HUMHUM
US • —
$397.22
P/E
42.51
PEG
—
FCF Yield
—
Rev Growth YoY
+14.1% YoY
Gross Margin
—
Health Score
5/10
D/E Ratio
0.70
Confidence
MEDIUM
Business Snapshot
Humana Inc. is a health insurance company that primarily operates as a government-sponsored health benefits provider, offering Medicare Advantage, Medicare Part D prescription drug plans, and other health and wellness services. The company operates in the highly regulated U.S. managed healthcare market, where it competes as a major player alongside other large national insurers like UnitedHealth Group. The company's TTM net margin of 0.8% indicates it operates on exceptionally thin margins characteristic of the insurance industry, where pricing and medical cost management are critical.
Financial Health
The net margin (TTM) stands at 0.8%, which is a very thin profit margin typical of managed care companies and leaves little room for error in medical cost assumptions. The balance sheet shows moderate leverage with a debt-to-equity ratio of 0.7x, but a current ratio of 0.01x signals a severe liquidity risk and suggests the company operates with minimal short-term asset coverage for its immediate liabilities...
Risk Assessment
- VALUATION — P/E of 42.51x is nearly double the sector average of 22x, a significant premium with no earnings growth to support it.
- EARNINGS QUALITY — Earnings declined 33.9% year-over-year, indicating a severe deterioration in bottom-line performance that contradicts the high P/E multiple.
- DEBT / LIQUIDITY — Current ratio of 0.01x is critically low, indicating the company has virtually no short-term assets to cover its current liabilities.

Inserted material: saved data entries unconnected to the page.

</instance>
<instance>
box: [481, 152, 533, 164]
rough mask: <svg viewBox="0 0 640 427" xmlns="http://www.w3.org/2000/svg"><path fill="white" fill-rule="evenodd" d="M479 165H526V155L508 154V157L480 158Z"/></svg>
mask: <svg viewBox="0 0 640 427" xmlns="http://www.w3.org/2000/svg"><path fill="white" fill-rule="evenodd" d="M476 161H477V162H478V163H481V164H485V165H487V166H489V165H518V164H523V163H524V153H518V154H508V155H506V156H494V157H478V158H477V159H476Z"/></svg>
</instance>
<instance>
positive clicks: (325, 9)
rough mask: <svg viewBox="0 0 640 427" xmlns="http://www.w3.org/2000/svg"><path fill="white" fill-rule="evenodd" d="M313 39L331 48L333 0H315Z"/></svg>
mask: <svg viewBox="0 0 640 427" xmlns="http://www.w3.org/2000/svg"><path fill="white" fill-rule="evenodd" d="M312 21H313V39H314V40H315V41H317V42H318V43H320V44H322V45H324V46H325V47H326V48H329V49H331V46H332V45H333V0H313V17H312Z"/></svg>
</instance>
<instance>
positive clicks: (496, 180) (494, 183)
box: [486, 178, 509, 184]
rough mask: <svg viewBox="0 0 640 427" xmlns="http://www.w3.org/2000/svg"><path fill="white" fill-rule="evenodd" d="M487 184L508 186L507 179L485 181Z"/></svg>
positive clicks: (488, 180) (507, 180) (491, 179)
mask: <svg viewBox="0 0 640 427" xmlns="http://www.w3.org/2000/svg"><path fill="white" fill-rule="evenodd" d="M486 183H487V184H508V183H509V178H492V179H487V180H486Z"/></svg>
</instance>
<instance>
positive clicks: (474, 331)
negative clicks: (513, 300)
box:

- FCF / CASH BURN — Free cash flow is unavailable for analysis, preventing an assessment of the company's ability to generate cash from operations.
- TECHNICALS — RSI, MACD, and moving average data unavailable for this period; momentum cannot be independently confirmed....
The net margin (TTM) stands at 0.8%, which is a very thin profit margin typical of managed care companies and leaves little room for error in medical cost assumptions. The balance sheet shows moderate leverage with a debt-to-equity ratio of 0.7x, but a current ratio of 0.01x signals a severe liquidity risk and suggests the company operates with minimal short-term asset coverage for its immediate liabilities. Free cash flow data is unavailable, preventing a direct assessment of cash generation or the company's ability to self-fund operations or return capital to shareholders. Return on equity of 6.2% indicates a modest return on shareholders' equity, which is low relative to the sector and the company's leverage. Overall, the financial health is concerning due to the extremely low current ratio and thin net margin, suggesting limited financial flexibility and elevated operational risk for an investor.
- VALUATION — P/E of 42.51x is nearly double the sector average of 22x, a significant premium with no earnings growth to support it. - EARNINGS QUALITY — Earnings declined 33.9% year-over-year, indicating a severe deterioration in bottom-line performance that contradicts the high P/E multiple. - DEBT / LIQUIDITY — Current ratio of 0.01x is critically low, indicating the company has virtually no short-term assets to cover its current liabilities. - FCF / CASH BURN — Free cash flow is unavailable for analysis, preventing an assessment of the company's ability to generate cash from operations. - TECHNICALS — RSI, MACD, and moving average data unavailable for this period; momentum cannot be independently confirmed.